先擷取段標頭,因為標頭包含 2 個屬性,即序號和總段數,
func GetSegmentHeader(buf []byte) (*SegmentHeader, error) { byteReader := bytes.NewBuffer(buf) headerOffsets := []int{0, 4} newSegmentHeader := SegmentHeader{} for i := range headerOffsets { buffer := make([]byte, 4) _, err := byteReader.Read(buffer) if err != nil { return &SegmentHeader{}, err } value := binary.LittleEndian.Uint32(buffer) // this feels disgusting but i dont feel like bothering with this if i == 0 { newSegmentHeader.SequenceNum = value continue } newSegmentHeader.TotalSegments = value } return &newSegmentHeader, nil } func GetSegmentPayload(buf []byte) ([]byte, error) { headerOffset := 8 byteReader := bytes.NewBuffer(buf[headerOffset:]) return byteReader.Bytes(), nil }
序號將用於分段的重傳/重新排隊,因此如果預期的序號不是收到的序號,則從目前分段開始重新排隊每個分段。

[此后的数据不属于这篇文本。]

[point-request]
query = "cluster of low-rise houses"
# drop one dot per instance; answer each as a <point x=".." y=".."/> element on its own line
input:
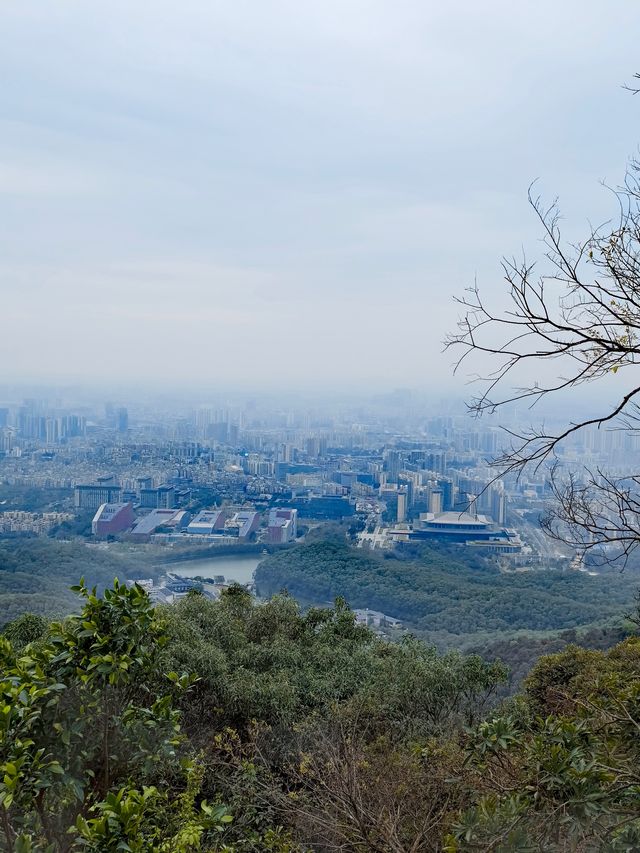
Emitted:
<point x="40" y="523"/>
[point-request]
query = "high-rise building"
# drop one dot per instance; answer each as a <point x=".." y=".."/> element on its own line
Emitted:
<point x="90" y="496"/>
<point x="122" y="420"/>
<point x="401" y="515"/>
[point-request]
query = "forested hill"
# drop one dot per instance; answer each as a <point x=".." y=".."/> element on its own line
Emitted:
<point x="36" y="574"/>
<point x="242" y="727"/>
<point x="446" y="594"/>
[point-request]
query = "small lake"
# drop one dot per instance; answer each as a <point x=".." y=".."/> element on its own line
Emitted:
<point x="234" y="567"/>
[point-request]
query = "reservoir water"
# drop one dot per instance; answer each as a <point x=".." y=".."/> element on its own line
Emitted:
<point x="234" y="567"/>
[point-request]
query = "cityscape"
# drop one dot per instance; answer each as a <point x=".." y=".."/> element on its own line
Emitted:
<point x="319" y="428"/>
<point x="253" y="471"/>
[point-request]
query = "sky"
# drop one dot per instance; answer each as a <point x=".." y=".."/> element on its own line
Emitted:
<point x="282" y="194"/>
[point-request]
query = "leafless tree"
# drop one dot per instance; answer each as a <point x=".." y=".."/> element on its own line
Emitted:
<point x="578" y="307"/>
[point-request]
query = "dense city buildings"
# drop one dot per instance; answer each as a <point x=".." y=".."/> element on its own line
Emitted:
<point x="257" y="471"/>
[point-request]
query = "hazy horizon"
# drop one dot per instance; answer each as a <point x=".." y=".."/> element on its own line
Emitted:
<point x="271" y="196"/>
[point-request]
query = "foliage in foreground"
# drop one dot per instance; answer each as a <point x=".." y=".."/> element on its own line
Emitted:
<point x="299" y="731"/>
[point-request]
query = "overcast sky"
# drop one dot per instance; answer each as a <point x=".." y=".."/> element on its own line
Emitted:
<point x="277" y="192"/>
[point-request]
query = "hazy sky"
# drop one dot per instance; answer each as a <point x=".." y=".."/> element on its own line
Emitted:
<point x="275" y="192"/>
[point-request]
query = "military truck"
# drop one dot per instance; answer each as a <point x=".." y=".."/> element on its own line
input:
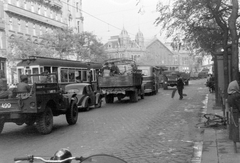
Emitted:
<point x="127" y="83"/>
<point x="170" y="78"/>
<point x="186" y="77"/>
<point x="44" y="101"/>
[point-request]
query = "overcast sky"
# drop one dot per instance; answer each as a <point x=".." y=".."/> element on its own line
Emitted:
<point x="106" y="18"/>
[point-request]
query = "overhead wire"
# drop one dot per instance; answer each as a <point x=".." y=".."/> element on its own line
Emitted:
<point x="109" y="24"/>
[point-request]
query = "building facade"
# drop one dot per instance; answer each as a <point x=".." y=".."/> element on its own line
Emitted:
<point x="121" y="46"/>
<point x="30" y="19"/>
<point x="182" y="55"/>
<point x="159" y="55"/>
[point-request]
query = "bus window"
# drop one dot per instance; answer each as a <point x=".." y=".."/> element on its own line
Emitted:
<point x="78" y="76"/>
<point x="94" y="75"/>
<point x="20" y="72"/>
<point x="35" y="78"/>
<point x="47" y="69"/>
<point x="84" y="75"/>
<point x="64" y="75"/>
<point x="54" y="69"/>
<point x="71" y="75"/>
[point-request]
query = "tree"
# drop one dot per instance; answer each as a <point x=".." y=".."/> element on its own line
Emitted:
<point x="88" y="46"/>
<point x="204" y="24"/>
<point x="60" y="43"/>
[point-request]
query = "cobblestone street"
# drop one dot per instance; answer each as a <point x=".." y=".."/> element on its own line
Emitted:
<point x="156" y="129"/>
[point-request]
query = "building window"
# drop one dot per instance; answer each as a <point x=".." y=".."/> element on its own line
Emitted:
<point x="27" y="30"/>
<point x="56" y="16"/>
<point x="45" y="11"/>
<point x="34" y="30"/>
<point x="25" y="5"/>
<point x="1" y="40"/>
<point x="40" y="29"/>
<point x="19" y="25"/>
<point x="78" y="26"/>
<point x="32" y="7"/>
<point x="18" y="3"/>
<point x="39" y="9"/>
<point x="77" y="6"/>
<point x="10" y="23"/>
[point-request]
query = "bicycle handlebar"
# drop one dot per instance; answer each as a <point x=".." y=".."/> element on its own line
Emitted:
<point x="27" y="158"/>
<point x="32" y="158"/>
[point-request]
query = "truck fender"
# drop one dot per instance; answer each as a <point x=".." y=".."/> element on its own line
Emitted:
<point x="85" y="101"/>
<point x="98" y="97"/>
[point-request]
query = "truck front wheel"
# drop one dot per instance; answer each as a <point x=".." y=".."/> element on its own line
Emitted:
<point x="134" y="96"/>
<point x="44" y="122"/>
<point x="109" y="98"/>
<point x="1" y="125"/>
<point x="72" y="114"/>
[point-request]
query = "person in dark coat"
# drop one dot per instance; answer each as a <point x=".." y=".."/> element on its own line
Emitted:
<point x="114" y="69"/>
<point x="23" y="86"/>
<point x="180" y="86"/>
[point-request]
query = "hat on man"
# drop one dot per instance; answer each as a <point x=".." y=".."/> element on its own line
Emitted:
<point x="23" y="77"/>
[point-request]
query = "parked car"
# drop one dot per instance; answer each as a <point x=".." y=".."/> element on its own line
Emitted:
<point x="85" y="95"/>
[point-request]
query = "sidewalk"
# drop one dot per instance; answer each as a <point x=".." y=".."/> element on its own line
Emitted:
<point x="217" y="148"/>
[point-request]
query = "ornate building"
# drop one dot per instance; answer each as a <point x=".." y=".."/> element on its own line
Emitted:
<point x="121" y="46"/>
<point x="159" y="55"/>
<point x="29" y="19"/>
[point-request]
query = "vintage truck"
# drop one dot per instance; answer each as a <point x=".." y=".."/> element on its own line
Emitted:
<point x="127" y="83"/>
<point x="170" y="78"/>
<point x="44" y="101"/>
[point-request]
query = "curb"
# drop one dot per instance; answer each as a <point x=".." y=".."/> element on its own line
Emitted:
<point x="217" y="147"/>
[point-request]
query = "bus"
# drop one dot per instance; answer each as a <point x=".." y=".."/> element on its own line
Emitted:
<point x="3" y="68"/>
<point x="150" y="78"/>
<point x="68" y="71"/>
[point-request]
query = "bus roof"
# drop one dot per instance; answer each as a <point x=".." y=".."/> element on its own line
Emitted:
<point x="119" y="60"/>
<point x="45" y="61"/>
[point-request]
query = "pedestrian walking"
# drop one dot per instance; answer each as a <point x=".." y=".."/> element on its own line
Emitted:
<point x="234" y="104"/>
<point x="180" y="86"/>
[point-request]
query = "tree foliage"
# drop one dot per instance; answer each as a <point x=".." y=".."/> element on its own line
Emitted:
<point x="61" y="43"/>
<point x="199" y="23"/>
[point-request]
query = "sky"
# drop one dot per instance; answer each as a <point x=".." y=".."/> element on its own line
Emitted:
<point x="106" y="18"/>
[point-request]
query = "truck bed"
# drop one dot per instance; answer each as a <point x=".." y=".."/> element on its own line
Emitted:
<point x="120" y="80"/>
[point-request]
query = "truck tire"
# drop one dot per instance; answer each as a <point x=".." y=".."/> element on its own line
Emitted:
<point x="99" y="104"/>
<point x="165" y="87"/>
<point x="1" y="125"/>
<point x="30" y="122"/>
<point x="109" y="99"/>
<point x="72" y="114"/>
<point x="134" y="96"/>
<point x="44" y="122"/>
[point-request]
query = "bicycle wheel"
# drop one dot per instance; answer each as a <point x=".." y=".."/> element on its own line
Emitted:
<point x="201" y="125"/>
<point x="213" y="117"/>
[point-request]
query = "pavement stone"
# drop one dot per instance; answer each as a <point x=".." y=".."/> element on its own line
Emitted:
<point x="217" y="147"/>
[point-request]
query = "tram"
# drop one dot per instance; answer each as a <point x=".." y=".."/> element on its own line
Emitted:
<point x="68" y="71"/>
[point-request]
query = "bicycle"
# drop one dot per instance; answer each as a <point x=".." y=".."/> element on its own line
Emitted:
<point x="213" y="120"/>
<point x="65" y="156"/>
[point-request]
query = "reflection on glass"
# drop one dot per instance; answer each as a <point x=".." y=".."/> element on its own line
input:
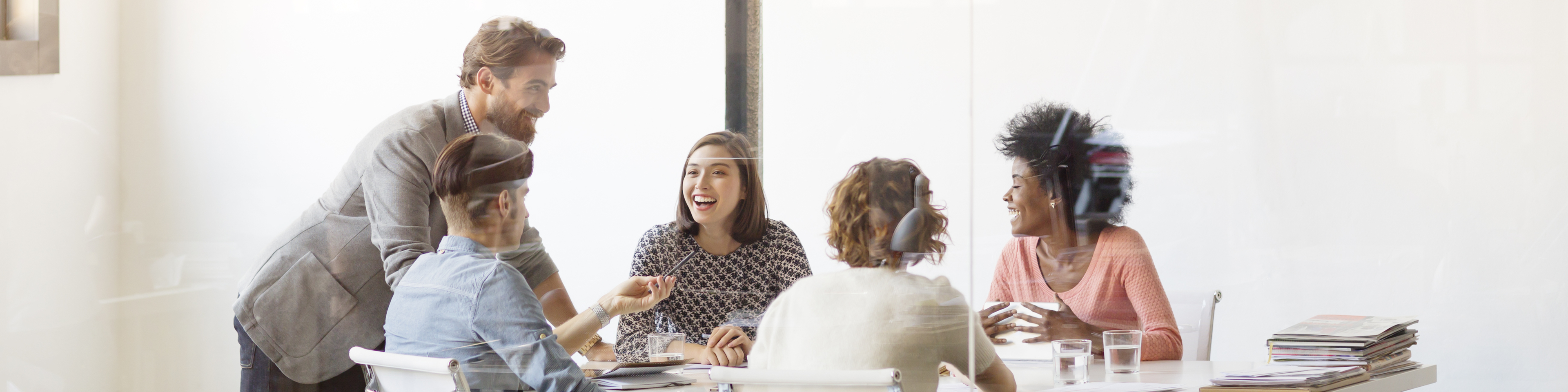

// for retransmission/requeuing if segmentHeader.SequenceNum != expectedSequenceNum { ch.Nack(data.DeliveryTag, true, true) log.Printf("Expected Sequence number %d, got %d\n", expectedSequenceNum, segmentHeader.SequenceNum) continue }
如果搜尋引擎接收到的段總數等於資料庫服務要傳送的總段長度,則總段將用於中斷監聽生產者(資料庫服務)然後中斷並解析聚合的段緩衝區,如果不是,則繼續偵聽並將段有效負載緩衝區附加到網頁緩衝區以保存來自所有傳入段的位元組。
segmentCounter++ fmt.Printf("Total Segments : %d\n", segmentHeader.TotalSegments) fmt.Printf("current segments : %d\n", segmentCounter) expectedSequenceNum++ ch.Ack(data.DeliveryTag, false) webpageBytes = append(webpageBytes, segmentPayload...) fmt.Printf("Byte Length: %d\n", len(webpageBytes)) if segmentCounter == segmentHeader.TotalSegments { log.Printf("Got all segments from Database %d", segmentCounter) break }
順便說一句,我用 vim
感謝您參加我的 ted 演講,我將為 zensearch 實現更多功能和修復。
以上是擴展 Zensearch 的能力來查詢整個資料庫的詳細內容。更多資訊請關注PHP中文網其他相關文章!